During the Autumn 2010 season, Sparta Prague boasted an all-African strike pairing, both of whom were popular at Letná. When told of Chihuri’s experiences, Cameroonian Leonard Kweuke and Ivory Coast international Bony Wilfried* expressed disbelief. Speaking to Czech news agency iDnes, Kweuke remarked, “Maybe the times have definitely changed.” Wilfried admitted,“If it happened to me, I would not stay here.”

An important litmus test will arrive the day a black Czech is called up to the national side. Given the support black players now receive from their home fans, one would hope a black Czech would be shown the same respect in the nation’s colours. It might also do wonders for race relations across the country, as Nigerian-born striker Emmanuel Olisadebe did in helping Poland qualify for World Cup 2002.

Shifting cultural attitudes is seldom achieved overnight and although progress has been made it appears little is being done about the issues of anti-Semitism and prejudice against Roma in the Czech game. In England it took decades, and yet revelations in the Sky studios only this week exposed the bigotry that remains in spite of the progress made in fighting (black) racism.

Czech football still harbours an insalubrious element.
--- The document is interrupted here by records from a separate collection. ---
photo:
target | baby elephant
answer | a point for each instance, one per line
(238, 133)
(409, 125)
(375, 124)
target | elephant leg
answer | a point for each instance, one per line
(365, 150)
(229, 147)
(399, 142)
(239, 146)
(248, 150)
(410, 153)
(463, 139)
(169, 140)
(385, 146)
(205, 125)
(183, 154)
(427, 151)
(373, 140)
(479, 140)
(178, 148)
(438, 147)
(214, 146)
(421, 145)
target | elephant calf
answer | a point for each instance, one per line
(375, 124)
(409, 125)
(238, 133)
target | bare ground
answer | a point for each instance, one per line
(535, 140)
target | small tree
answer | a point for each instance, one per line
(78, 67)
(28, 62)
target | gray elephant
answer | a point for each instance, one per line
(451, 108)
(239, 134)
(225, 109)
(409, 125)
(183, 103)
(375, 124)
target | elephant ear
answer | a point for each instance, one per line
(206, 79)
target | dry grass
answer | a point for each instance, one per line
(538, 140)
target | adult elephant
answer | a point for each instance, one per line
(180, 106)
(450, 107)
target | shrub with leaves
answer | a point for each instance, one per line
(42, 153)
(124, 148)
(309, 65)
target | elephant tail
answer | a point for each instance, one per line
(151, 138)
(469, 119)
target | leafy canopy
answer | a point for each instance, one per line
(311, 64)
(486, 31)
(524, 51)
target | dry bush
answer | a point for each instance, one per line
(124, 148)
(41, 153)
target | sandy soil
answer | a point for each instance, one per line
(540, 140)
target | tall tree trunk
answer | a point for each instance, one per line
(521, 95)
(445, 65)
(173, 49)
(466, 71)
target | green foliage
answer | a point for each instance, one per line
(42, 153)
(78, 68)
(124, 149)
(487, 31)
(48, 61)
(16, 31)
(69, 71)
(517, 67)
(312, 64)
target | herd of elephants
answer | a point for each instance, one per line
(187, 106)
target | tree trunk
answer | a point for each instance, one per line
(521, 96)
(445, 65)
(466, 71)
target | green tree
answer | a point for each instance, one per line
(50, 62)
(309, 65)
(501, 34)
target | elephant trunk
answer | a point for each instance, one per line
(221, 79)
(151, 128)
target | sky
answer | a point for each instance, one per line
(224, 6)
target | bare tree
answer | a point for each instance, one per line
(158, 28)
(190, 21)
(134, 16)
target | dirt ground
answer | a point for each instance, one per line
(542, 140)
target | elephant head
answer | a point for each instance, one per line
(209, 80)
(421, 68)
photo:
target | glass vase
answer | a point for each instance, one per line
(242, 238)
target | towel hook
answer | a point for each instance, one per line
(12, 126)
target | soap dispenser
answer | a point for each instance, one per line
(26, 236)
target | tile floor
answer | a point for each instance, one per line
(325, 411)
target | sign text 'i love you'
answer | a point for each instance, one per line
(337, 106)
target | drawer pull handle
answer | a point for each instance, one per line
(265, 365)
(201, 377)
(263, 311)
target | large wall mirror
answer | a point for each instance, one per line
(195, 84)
Sanctimonious commentators across Britain and western Europe are quick to criticise central and eastern European countries on this issue but it is equally important to recognise progress when it is made. Compared to only fifteen years ago the Gambrinus League has improved markedly. There remains plenty of work ahead, but at last Czech football is heading in the right direction.

*Wilfried was sold at a profit to Vitesse Arnhem 31/1/2011.